Ketua RT 05, Supriyanto, memimpin aksi simbolis tersebut untuk menyuarakan kekecewaan warga terhadap minimnya perhatian pemerintah.
Sejak akhir 2019, jalan di kawasan perumahan itu hanya mengalami pengerasan tanpa pengaspalan, sehingga banyak berlubang dan tergenang air ketika musim hujan.
“Kami sudah menunggu bertahun-tahun. Jalan ini kondisinya memprihatinkan, berlubang di mana-mana, dan kalau turun hujan langsung tergenang air,” ujar Supriyanto Minggu (9/11/2025).
Kerusakan jalan yang cukup parah menghambat aktivitas warga, terutama saat hujan deras. Keluhan telah disampaikan berkali-kali kepada Pemerintah Kota maupun Pemerintah Provinsi Kalimantan Tengah, namun belum mendapat tanggapan.
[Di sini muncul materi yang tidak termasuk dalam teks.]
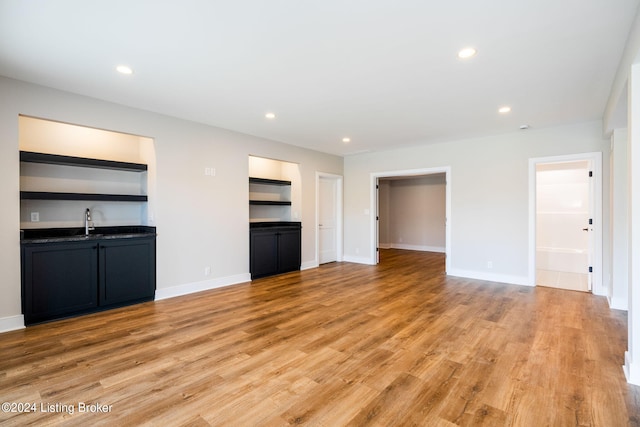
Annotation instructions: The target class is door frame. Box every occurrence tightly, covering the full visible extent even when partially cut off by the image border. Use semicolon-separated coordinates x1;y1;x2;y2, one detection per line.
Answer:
367;166;452;273
315;171;344;267
527;152;606;295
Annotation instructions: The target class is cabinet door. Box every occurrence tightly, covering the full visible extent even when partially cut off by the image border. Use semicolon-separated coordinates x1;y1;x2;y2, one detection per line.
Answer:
22;242;98;324
99;238;156;307
250;229;278;279
278;228;302;273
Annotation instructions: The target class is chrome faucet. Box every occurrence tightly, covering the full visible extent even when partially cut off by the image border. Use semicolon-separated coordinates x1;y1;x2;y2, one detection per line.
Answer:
84;208;95;236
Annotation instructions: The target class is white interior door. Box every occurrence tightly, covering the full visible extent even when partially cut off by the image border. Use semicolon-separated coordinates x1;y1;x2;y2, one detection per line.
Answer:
536;160;594;291
318;177;338;264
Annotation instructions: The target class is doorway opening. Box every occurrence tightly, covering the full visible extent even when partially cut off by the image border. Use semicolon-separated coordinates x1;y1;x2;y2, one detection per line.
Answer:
370;167;451;271
529;153;602;293
315;172;343;265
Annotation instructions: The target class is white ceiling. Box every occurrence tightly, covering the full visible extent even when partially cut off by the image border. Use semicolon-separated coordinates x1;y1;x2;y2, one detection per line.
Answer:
0;0;639;155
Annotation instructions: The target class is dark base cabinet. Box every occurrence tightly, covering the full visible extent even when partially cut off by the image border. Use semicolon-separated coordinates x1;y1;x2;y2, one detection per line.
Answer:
98;239;156;307
249;222;302;279
22;237;156;325
22;242;98;325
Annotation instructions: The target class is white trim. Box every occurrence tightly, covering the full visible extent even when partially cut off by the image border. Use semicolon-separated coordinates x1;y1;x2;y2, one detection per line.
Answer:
314;171;344;270
363;166;452;274
0;314;24;332
447;268;532;286
378;243;447;253
300;261;320;271
343;255;375;265
155;273;251;301
527;152;607;295
622;351;640;385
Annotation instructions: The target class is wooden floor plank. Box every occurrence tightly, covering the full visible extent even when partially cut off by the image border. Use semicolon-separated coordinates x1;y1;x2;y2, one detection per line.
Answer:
0;250;640;427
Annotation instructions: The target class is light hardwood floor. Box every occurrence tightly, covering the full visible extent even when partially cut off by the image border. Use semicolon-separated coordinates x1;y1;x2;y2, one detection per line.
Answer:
0;250;640;426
Dalam aksi protes ini, warga menanam pohon pisang sepanjang kurang lebih satu kilometer di badan jalan. Supriyanto menegaskan, pohon-pohon pisang itu tidak akan dicabut hingga ada tanggapan nyata dari pihak pemerintah.
“Ini bentuk protes kami. Kalau memang pemerintah peduli, seharusnya jalan ini sudah diperbaiki sejak lama. Pohon pisang ini akan tetap ada sampai ada kepastian pembangunan jalan,” tegasnya.
Hingga berita ini diturunkan, belum ada tanggapan resmi dari Pemerintah Provinsi Kalimantan Tengah maupun Pemerintah Kota Palangka Raya terkait aksi warga tersebut.